Still Waiting for 21st Century American Politics

by Bob Schwartz

Pelosi McConnell Reid Boehner

We are still waiting for the emergence of 21st century politics in America.

The first part of this may seem simplistic and overgeneralized. The second part may seem silly. But this is about politics, so what can you expect?

1

Many Republicans seem to be stuck at some point in the 19th century—not just Robber Barons and the Gilded Age, but certainly that. Many Democrats seem to be stuck with some version of 20th century progressivism—not a bad thing, by any means, but constructed in a different world under different circumstances.

2

Forget the bourbon and beer political summits. The President, Mitch McConnell, Harry Reid, John Boehner, and Nancy Pelosi should take advantage of D.C.’s new legalized marijuana and share the peace pipe. The scripts would fall away, they would be channeling some different higher power. (Question: Which of these, besides Obama, has actually smoked pot before? Answer: All of them, even if it was just a puff, even if it was just a dare, even if they didn’t inhale.)
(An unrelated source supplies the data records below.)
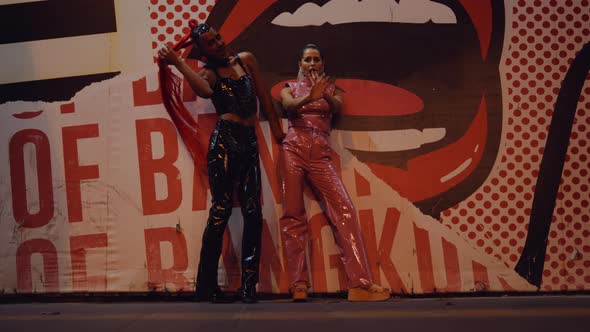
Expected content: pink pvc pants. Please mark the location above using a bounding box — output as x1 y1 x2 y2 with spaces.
280 127 372 287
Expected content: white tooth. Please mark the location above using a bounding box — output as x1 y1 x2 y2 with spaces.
332 128 447 152
440 158 473 183
271 0 457 27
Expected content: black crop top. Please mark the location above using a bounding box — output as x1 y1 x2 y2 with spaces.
205 57 256 119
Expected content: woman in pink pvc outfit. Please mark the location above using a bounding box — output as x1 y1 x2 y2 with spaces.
280 44 390 301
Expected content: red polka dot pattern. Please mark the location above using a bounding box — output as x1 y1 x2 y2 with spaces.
149 0 216 49
441 0 590 291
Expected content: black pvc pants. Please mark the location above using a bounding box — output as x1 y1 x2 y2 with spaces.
197 120 262 293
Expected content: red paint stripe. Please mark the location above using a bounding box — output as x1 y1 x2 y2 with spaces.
219 0 277 44
12 111 43 120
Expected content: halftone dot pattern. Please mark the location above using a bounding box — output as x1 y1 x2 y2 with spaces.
149 0 215 49
441 0 590 291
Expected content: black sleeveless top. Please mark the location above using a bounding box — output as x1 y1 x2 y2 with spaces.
205 56 256 119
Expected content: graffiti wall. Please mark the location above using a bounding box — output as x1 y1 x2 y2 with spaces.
0 0 590 294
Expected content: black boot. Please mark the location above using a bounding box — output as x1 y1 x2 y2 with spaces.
195 287 234 303
238 285 258 303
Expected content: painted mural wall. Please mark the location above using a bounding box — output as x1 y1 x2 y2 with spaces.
0 0 590 294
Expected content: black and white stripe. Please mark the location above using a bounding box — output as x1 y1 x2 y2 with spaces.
0 0 120 103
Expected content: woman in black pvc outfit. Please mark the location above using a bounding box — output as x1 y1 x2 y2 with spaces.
158 24 285 303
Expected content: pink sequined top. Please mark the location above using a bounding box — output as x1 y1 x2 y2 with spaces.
287 78 336 134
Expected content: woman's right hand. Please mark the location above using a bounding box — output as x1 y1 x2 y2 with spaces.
158 44 182 66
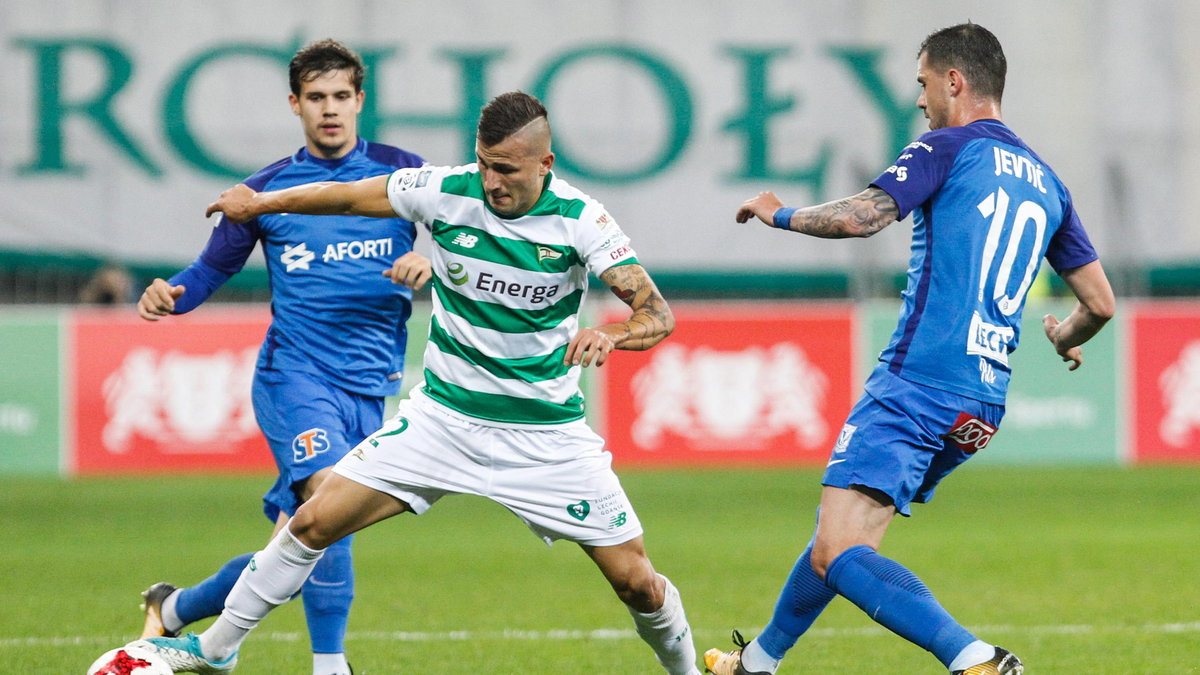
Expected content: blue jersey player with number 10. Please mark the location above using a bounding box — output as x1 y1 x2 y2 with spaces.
704 24 1115 675
138 40 431 675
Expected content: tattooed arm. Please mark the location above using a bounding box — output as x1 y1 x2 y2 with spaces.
736 186 900 239
563 263 674 368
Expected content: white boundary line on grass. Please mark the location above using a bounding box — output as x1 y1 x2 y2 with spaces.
0 621 1200 649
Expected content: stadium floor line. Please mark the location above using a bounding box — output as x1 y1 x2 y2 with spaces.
0 621 1200 649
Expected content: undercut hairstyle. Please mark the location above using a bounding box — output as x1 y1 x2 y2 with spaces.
288 40 366 96
917 23 1008 102
475 91 550 145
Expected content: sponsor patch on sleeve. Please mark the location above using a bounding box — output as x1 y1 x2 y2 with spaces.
389 168 433 192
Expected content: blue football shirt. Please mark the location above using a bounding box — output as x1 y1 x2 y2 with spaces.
871 120 1097 404
170 139 424 396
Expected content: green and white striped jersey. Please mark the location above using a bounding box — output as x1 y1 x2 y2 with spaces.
388 165 637 429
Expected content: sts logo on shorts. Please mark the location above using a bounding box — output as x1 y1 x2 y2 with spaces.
292 429 329 461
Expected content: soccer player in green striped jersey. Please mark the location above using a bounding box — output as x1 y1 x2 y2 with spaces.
126 92 698 675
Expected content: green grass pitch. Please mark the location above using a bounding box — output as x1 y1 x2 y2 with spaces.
0 465 1200 675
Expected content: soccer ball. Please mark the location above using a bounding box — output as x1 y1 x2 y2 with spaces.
88 645 173 675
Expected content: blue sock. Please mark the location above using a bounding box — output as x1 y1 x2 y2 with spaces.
826 546 976 667
755 542 836 661
175 554 254 626
300 537 354 653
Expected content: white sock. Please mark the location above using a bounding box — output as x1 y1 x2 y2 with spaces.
949 640 996 673
158 589 184 633
742 640 779 673
629 574 700 675
200 527 325 662
312 652 350 675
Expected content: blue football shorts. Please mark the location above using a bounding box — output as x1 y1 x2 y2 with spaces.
252 369 384 522
821 368 1004 515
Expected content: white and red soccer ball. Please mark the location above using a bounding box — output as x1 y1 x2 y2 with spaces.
88 645 173 675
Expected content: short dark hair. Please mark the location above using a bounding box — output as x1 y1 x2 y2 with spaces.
917 22 1008 101
288 38 366 96
475 91 550 145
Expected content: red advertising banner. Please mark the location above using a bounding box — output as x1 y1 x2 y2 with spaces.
595 304 857 465
67 307 274 473
1128 303 1200 464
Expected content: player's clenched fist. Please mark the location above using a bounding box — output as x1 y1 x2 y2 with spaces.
734 191 784 225
204 183 258 222
383 251 433 285
138 279 186 321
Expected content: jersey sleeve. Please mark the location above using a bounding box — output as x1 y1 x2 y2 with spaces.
388 166 441 225
168 216 260 313
576 202 637 276
1046 198 1100 273
871 131 961 220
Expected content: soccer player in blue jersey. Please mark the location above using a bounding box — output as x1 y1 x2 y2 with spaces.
138 40 430 675
704 24 1115 675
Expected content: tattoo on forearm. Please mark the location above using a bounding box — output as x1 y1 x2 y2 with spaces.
602 264 674 350
792 187 899 239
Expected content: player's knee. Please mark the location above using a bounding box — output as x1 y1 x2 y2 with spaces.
288 502 340 550
612 561 665 614
809 539 851 579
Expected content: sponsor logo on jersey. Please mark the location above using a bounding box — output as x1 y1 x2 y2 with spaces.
280 241 317 271
396 168 433 192
967 312 1015 365
292 428 330 461
446 263 470 286
472 271 558 305
608 246 634 261
944 412 996 454
450 232 479 249
321 238 391 260
883 163 912 183
538 246 563 263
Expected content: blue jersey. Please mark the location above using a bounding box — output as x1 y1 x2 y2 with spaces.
170 139 424 396
872 120 1097 404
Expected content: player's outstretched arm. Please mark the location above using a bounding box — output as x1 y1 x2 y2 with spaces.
1042 261 1116 370
204 175 396 222
734 186 900 239
563 263 674 368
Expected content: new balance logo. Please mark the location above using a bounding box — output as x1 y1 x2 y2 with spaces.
450 232 479 249
538 246 563 263
280 241 317 271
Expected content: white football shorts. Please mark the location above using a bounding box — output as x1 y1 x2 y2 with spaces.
334 392 642 546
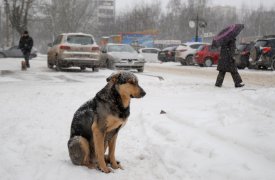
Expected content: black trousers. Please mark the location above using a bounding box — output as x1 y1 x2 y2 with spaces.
216 71 243 86
23 51 31 67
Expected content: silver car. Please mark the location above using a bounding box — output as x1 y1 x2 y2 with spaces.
0 46 37 58
101 43 145 72
47 33 100 71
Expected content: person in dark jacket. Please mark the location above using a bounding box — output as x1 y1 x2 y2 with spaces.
215 39 244 88
19 31 33 68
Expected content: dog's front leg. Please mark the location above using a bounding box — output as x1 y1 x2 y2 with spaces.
109 134 123 169
92 122 111 173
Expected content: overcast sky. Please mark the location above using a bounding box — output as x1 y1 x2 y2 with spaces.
116 0 275 13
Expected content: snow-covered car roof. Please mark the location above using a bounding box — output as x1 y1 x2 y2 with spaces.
61 32 94 37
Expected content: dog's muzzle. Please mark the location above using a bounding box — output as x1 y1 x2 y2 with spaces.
140 88 146 97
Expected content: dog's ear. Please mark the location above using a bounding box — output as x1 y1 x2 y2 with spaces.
106 73 121 83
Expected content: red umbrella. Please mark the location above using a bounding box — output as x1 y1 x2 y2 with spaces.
212 24 244 46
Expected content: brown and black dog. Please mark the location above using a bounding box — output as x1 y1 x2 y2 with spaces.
68 72 146 173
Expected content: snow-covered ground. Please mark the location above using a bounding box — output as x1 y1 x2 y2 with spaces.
0 56 275 180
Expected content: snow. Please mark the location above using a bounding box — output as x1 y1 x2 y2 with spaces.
0 55 275 180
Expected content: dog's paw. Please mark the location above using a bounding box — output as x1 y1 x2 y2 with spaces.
98 166 112 173
111 163 124 170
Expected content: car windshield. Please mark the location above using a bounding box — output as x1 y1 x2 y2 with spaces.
108 45 136 53
67 35 94 45
255 40 267 47
237 44 247 51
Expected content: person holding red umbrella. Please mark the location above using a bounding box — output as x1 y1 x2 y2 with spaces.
212 24 244 88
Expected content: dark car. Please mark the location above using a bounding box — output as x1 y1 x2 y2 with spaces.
249 37 275 70
195 45 220 67
0 46 37 58
234 42 254 69
158 46 177 62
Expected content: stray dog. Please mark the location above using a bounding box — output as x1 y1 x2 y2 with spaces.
21 61 27 71
68 72 146 173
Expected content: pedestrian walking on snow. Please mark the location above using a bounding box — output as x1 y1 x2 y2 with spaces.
215 39 244 88
19 31 33 68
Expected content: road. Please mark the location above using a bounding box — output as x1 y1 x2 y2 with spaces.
145 63 275 87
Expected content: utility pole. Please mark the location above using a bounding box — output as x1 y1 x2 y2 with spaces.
195 11 199 42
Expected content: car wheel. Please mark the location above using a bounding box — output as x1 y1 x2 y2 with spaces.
186 55 194 65
93 67 99 72
0 53 6 58
204 58 213 67
137 68 144 72
237 66 245 69
271 57 275 71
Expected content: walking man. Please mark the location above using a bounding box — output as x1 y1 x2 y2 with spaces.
19 31 33 68
215 39 244 88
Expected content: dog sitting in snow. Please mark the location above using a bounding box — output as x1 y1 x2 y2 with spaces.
68 72 146 173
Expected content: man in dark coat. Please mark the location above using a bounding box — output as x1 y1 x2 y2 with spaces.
215 39 244 88
19 31 33 68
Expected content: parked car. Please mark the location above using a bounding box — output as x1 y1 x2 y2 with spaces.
138 48 160 62
195 45 220 67
47 33 100 71
175 42 208 65
234 42 254 69
158 46 177 62
0 46 37 58
249 37 275 70
101 43 145 72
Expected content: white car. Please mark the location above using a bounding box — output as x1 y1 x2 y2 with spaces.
101 43 145 72
138 48 160 63
175 42 209 65
47 33 100 71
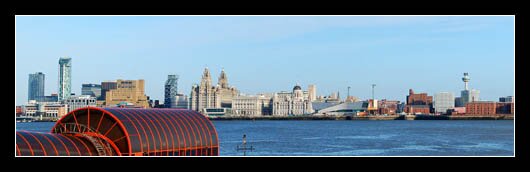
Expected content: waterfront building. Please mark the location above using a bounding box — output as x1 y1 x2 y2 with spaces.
81 84 101 99
405 89 432 114
434 92 455 114
105 79 149 108
28 72 45 101
272 85 314 116
316 92 340 104
396 102 406 113
99 81 118 100
460 89 480 106
460 73 480 106
164 75 179 108
495 102 514 114
232 94 272 117
311 101 340 113
499 96 513 102
170 94 189 109
466 101 497 115
449 107 466 115
22 100 68 120
316 101 369 116
344 96 360 102
58 57 72 101
307 84 317 102
190 68 239 113
455 97 465 107
64 95 96 112
15 106 24 117
377 99 399 115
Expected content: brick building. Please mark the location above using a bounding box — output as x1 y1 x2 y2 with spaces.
405 89 432 114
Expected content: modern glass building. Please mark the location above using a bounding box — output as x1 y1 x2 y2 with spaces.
460 89 480 106
164 75 178 108
28 72 44 101
81 84 101 98
59 57 72 101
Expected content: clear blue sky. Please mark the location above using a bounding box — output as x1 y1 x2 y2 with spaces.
15 16 514 104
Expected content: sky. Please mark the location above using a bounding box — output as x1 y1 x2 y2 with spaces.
15 16 515 105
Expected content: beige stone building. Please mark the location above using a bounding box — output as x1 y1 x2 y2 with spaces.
105 79 149 108
272 85 315 116
190 68 239 112
232 94 272 117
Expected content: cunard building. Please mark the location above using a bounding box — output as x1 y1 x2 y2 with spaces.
190 68 239 114
272 85 315 116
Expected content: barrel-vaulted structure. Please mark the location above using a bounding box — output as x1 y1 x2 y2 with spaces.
16 107 219 156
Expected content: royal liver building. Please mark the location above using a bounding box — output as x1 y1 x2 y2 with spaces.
190 68 239 112
272 85 314 116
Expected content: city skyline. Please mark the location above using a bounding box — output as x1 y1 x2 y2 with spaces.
15 16 515 104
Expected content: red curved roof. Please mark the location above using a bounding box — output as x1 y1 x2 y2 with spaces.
16 131 98 156
47 107 219 156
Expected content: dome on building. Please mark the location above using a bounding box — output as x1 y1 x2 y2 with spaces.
293 85 302 91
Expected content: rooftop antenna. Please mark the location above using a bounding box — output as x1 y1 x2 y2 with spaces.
372 84 375 100
346 86 350 98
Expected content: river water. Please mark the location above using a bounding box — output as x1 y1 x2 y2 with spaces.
16 120 514 156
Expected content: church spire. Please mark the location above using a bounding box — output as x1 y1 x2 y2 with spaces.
201 67 212 88
218 68 228 88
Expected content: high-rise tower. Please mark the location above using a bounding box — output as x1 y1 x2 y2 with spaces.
58 57 72 101
462 72 471 90
164 75 179 108
28 72 44 101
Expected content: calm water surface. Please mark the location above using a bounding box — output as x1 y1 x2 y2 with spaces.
16 120 514 156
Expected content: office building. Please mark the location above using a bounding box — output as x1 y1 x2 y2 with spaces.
434 92 455 114
232 94 272 117
272 85 314 116
105 79 149 108
64 95 96 112
58 57 72 101
164 75 179 108
81 84 101 99
189 68 239 113
28 72 45 101
99 81 118 100
405 89 432 114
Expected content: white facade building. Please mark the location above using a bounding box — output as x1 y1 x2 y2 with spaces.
232 94 272 117
433 92 455 113
64 95 96 112
272 85 314 116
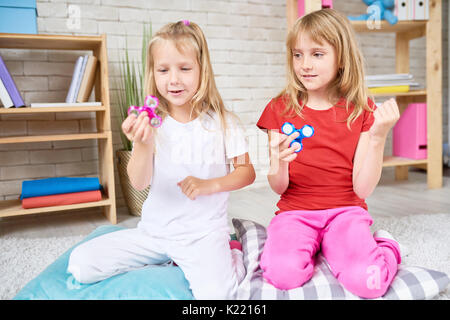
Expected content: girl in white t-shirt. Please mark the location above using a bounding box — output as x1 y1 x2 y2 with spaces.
68 20 255 299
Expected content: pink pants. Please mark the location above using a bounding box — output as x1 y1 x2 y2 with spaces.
260 206 401 298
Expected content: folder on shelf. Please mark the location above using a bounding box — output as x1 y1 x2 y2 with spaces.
30 102 102 108
0 79 14 108
76 56 97 102
369 86 409 93
20 177 101 200
394 0 409 21
66 57 83 103
71 55 89 102
414 0 429 20
22 190 102 209
0 56 25 108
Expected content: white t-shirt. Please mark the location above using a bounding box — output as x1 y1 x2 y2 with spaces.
139 113 248 240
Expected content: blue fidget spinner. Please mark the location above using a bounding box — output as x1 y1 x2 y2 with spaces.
281 122 314 152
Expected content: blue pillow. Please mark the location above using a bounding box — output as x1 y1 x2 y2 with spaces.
14 225 194 300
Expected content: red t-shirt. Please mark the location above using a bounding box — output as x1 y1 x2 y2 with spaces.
256 98 375 214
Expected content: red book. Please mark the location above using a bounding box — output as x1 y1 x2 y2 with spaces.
22 190 102 209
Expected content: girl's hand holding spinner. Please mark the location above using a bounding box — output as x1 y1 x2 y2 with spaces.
122 96 161 144
281 122 314 152
128 95 162 128
270 122 314 162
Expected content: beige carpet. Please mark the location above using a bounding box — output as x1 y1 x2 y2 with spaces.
0 214 450 300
Music and food might be issues. Not knowing their individual tastes, and if the point is to get to a better and more creative, communal, and enlightening space, Bob Marley could do the trick. Shoulders swaying, spirits lifting, to the heavenly prayer of One Love.

Food? Whatever’s in the fridge.

3

As I said, simplistic, overgeneralized, and silly. But if politics keeps trying to recreate some ideal of a bygone era, country, or world, two centuries ago, one century ago, fifty years ago, it won’t work. Yes, of course there are timeless values that deserve our allegiance. But these are always set in temporal realities. Being current means more than just being “relevant” or using the latest technologies to drive your message home or appealing to ascendant populations. It means that however much you love the way it was, just inhale, exhale, and breathe the air of 2014, 2016, and beyond. Because, politicians, it’s not your parents’ air—it’s not even yours.